Mr. Dave just proved that it was the latter case.
Point number 2, I have to disagree with you on Powescore's quality of service is not adequate enough. Btw, this is a way of a sucking up perspective too. So it is biased and if you don't want to agree with me, that's fine as well; I say this cuz this is honestly how I see the situation. I wanted to do this earlier; I am doing this now cuz my computer with a keyboard just fixed so I can finally type.
Mr. Killoan (aka: Dave) and his team don't have to explain the asked questions on the Powerscore web; I know the counter arguments; by answering, they get more businesses and create more revenues as well including creating more personable and friendly images as well.
But I suggest you look at the answer timings and questions other boards other in this website than LSAT questions section including consultations about purchasing materials.
All of the power score staff especially Dave, I saw so many times; they go out of their ways to counsel and explain the stuff related to law schools questions that they don't have to answer which would not matter much of creating good friendly images in first place.
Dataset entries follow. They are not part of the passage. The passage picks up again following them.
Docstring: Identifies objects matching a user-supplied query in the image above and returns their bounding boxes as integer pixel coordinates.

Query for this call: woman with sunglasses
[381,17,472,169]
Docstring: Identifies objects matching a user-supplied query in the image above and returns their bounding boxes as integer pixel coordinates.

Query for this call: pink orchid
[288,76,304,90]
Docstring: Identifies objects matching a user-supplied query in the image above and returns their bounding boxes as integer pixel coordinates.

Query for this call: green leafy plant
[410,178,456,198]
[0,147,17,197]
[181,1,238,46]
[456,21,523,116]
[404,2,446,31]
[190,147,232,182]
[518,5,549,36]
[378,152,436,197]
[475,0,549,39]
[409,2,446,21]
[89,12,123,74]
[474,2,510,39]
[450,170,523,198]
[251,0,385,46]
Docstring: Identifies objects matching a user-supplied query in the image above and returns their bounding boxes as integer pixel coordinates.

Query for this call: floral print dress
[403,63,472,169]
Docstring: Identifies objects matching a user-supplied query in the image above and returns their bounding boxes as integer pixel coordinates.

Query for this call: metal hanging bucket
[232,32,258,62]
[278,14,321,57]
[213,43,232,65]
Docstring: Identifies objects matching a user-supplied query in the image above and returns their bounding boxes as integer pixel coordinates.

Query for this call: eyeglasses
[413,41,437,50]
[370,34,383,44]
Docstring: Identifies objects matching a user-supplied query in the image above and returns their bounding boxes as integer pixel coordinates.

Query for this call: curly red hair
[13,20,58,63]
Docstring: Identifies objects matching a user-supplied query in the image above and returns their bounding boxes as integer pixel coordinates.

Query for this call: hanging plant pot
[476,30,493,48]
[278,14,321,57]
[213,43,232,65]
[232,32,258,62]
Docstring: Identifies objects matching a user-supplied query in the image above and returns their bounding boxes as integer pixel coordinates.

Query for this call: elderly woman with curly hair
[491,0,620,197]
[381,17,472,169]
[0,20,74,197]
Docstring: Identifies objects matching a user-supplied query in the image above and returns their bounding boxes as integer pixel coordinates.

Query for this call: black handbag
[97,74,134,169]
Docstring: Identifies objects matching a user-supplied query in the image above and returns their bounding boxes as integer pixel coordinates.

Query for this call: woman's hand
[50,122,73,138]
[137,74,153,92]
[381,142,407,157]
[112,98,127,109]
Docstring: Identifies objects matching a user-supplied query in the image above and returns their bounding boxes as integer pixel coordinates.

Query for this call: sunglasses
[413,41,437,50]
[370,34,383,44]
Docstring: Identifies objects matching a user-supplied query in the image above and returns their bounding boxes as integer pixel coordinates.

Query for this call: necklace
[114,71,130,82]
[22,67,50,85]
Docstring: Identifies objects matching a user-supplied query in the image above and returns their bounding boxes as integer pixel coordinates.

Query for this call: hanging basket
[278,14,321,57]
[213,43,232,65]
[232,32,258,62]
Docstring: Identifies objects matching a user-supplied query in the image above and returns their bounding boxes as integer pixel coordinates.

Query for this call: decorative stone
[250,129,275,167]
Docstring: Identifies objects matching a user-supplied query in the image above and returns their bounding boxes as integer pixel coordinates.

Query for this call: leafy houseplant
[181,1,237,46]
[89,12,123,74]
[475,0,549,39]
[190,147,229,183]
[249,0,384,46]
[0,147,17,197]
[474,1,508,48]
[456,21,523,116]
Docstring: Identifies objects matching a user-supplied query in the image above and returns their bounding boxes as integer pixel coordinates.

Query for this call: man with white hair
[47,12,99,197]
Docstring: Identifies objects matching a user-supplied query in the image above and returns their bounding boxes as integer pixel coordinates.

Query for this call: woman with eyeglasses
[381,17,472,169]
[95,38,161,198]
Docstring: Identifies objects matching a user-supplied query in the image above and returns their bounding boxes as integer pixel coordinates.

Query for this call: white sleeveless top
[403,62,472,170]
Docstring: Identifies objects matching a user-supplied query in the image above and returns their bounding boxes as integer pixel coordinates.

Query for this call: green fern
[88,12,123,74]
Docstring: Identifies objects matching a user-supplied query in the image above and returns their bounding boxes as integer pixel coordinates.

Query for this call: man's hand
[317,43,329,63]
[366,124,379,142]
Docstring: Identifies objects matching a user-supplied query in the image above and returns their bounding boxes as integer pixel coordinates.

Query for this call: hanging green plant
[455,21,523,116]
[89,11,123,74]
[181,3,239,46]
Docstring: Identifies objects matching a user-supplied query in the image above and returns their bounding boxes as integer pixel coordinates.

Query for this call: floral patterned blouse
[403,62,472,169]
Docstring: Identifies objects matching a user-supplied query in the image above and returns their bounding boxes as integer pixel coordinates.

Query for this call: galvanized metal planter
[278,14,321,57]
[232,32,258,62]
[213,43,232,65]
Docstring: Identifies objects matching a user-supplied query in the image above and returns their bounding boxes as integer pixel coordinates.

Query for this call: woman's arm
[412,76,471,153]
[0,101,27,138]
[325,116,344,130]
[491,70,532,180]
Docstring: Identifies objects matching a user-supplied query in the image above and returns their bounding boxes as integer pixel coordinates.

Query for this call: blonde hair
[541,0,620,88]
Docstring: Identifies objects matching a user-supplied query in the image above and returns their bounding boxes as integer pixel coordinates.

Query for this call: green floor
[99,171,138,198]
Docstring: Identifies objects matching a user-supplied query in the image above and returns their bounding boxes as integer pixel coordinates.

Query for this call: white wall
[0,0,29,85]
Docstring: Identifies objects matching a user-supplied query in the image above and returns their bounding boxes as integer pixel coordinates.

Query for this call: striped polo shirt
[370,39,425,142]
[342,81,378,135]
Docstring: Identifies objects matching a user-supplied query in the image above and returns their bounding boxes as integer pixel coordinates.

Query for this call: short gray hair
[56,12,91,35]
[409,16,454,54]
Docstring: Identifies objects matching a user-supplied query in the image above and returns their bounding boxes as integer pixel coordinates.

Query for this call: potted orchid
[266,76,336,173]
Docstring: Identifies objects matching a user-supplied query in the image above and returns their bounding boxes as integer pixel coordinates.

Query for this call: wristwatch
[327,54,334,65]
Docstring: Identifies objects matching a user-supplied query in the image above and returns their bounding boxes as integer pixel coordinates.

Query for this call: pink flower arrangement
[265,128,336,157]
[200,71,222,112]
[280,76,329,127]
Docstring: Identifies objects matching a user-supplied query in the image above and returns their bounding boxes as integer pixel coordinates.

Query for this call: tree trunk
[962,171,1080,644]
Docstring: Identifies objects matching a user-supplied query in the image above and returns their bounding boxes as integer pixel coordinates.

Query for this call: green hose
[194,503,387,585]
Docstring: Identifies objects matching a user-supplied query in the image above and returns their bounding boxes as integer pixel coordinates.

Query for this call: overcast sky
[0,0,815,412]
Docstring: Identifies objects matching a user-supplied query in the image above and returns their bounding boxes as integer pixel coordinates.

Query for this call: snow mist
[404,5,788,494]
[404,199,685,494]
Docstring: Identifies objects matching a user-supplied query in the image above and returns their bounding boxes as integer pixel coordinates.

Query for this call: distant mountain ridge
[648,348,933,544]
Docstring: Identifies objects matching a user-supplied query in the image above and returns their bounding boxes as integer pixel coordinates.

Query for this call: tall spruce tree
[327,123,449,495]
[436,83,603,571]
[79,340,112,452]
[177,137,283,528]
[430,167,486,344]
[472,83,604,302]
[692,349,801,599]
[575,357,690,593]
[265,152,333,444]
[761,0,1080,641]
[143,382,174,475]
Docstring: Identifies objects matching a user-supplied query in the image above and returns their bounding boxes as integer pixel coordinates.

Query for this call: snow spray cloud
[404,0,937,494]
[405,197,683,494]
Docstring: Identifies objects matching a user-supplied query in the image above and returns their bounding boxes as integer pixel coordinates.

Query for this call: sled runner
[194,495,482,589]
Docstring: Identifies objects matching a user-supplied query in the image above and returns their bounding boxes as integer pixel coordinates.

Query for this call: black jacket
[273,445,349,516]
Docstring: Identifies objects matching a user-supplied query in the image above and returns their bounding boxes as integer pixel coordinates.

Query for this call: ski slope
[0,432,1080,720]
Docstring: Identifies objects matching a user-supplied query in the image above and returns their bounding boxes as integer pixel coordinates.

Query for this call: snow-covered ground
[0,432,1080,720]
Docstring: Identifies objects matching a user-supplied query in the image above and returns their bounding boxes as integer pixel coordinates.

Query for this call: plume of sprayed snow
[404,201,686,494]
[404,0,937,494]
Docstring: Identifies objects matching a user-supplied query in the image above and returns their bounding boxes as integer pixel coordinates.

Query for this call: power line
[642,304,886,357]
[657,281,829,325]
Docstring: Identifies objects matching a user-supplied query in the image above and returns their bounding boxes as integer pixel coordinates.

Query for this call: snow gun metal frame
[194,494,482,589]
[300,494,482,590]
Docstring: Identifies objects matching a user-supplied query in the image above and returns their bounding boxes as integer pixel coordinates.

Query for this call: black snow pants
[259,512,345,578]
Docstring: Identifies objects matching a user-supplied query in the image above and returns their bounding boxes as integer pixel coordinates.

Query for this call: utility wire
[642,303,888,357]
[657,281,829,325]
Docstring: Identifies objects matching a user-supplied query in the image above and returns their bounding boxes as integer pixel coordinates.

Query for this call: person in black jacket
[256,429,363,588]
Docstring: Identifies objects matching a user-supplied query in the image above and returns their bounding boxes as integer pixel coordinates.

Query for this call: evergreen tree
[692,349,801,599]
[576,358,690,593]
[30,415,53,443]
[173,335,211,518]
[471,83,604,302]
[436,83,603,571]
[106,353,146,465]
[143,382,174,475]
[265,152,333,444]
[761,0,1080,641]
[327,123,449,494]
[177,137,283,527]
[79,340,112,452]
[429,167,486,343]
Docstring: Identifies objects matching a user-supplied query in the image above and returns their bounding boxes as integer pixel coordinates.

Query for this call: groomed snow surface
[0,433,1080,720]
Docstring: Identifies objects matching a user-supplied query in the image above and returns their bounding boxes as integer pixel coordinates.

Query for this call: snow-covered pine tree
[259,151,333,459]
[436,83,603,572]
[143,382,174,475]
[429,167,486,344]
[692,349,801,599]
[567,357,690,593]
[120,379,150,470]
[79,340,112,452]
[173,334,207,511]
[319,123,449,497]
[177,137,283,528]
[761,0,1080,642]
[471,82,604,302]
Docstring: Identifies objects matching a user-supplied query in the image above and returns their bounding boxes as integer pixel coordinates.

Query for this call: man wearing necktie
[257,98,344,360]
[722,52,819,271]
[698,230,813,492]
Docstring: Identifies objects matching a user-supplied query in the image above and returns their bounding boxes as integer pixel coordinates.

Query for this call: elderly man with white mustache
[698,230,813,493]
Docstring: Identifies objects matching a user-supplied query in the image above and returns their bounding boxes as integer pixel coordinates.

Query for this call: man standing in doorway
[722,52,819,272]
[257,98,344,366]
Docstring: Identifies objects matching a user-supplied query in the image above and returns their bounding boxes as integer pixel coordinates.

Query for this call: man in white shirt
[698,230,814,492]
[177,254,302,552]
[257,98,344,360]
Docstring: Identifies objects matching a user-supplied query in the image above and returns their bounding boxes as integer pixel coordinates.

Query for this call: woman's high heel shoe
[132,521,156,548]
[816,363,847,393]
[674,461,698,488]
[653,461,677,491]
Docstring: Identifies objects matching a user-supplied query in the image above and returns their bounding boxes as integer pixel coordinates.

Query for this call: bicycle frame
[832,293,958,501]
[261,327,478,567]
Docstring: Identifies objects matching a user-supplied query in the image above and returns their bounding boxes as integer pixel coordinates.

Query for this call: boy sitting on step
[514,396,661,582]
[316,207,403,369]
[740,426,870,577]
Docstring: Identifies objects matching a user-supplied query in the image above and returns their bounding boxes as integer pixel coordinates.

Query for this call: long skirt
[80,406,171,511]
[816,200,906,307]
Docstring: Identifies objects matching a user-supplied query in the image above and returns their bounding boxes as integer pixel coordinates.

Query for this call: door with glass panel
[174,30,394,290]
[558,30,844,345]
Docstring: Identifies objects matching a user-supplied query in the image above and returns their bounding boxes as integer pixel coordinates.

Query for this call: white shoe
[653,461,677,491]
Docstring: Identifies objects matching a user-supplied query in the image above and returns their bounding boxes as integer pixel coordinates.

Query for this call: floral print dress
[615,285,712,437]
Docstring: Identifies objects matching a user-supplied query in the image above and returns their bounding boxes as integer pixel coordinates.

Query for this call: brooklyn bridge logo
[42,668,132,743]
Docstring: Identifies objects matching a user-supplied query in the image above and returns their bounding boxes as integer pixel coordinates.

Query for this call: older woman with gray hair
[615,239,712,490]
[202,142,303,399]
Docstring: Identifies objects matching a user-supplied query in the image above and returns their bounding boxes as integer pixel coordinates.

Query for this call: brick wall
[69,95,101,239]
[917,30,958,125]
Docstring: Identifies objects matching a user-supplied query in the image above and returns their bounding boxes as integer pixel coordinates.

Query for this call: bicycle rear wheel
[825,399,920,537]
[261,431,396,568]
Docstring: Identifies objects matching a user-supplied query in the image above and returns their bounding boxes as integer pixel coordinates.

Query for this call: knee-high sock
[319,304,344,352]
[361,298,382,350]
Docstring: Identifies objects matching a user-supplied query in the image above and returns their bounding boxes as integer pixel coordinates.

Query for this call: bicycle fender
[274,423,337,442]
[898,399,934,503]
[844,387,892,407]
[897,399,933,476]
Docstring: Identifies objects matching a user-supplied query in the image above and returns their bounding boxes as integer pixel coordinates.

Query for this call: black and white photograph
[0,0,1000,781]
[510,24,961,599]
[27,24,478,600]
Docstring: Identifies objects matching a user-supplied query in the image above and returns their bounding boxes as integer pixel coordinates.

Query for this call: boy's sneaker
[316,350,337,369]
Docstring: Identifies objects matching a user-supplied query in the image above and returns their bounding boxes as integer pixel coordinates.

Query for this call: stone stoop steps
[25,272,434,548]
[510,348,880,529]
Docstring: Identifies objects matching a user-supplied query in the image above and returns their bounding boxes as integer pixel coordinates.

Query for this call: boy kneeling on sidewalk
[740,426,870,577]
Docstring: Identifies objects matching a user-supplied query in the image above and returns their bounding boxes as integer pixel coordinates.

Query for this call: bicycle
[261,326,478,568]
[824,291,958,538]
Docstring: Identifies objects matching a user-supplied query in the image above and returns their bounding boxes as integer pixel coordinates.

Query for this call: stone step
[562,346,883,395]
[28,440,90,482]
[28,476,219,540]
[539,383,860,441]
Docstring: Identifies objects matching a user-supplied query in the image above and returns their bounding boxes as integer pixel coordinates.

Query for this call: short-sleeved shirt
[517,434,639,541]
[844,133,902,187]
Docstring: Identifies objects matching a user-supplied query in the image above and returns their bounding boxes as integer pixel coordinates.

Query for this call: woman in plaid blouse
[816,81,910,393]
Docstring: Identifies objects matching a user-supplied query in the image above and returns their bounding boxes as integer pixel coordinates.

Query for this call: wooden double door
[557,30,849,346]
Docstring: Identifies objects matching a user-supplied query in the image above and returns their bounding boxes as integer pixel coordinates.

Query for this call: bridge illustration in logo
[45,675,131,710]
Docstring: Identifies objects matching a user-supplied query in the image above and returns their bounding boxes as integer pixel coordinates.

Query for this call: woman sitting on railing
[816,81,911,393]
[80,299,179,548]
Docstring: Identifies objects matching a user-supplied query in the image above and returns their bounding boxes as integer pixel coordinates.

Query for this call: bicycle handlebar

Dave, I saw so many times; he many times informs the students to not to purchase certain materials to his students even though that is clearly bad for his business.
I saw many of Powerscores staff answer late in the night including Sundays; I saw the answering staff has increased its numbers to accommodate the needs of students more quickly and better (This might be due to Powerscore has been doing its business well and its student populations increased) but Powerscore corporation doesn't have to increase their staff in order to answer some numbers of questions in quicker manner; students just have to wait for little longer. It is against their profit.
Granted, some questions in the web answered later than what many students would want, probably immediately or within 24 hours, but every question is always answered in the end.
Including the occasions, the Powerscore staff tries to answer even though some students bringing in Non-Powerscore philosophies and demanding an answer, Powerscore staff still tries their best to answer.
So I ask: isn't this basically all the students/customers/clients can ask for a knowledge-consulting business? If anything, don't you think Powerscore is trying to do probably more than a bucks' worth?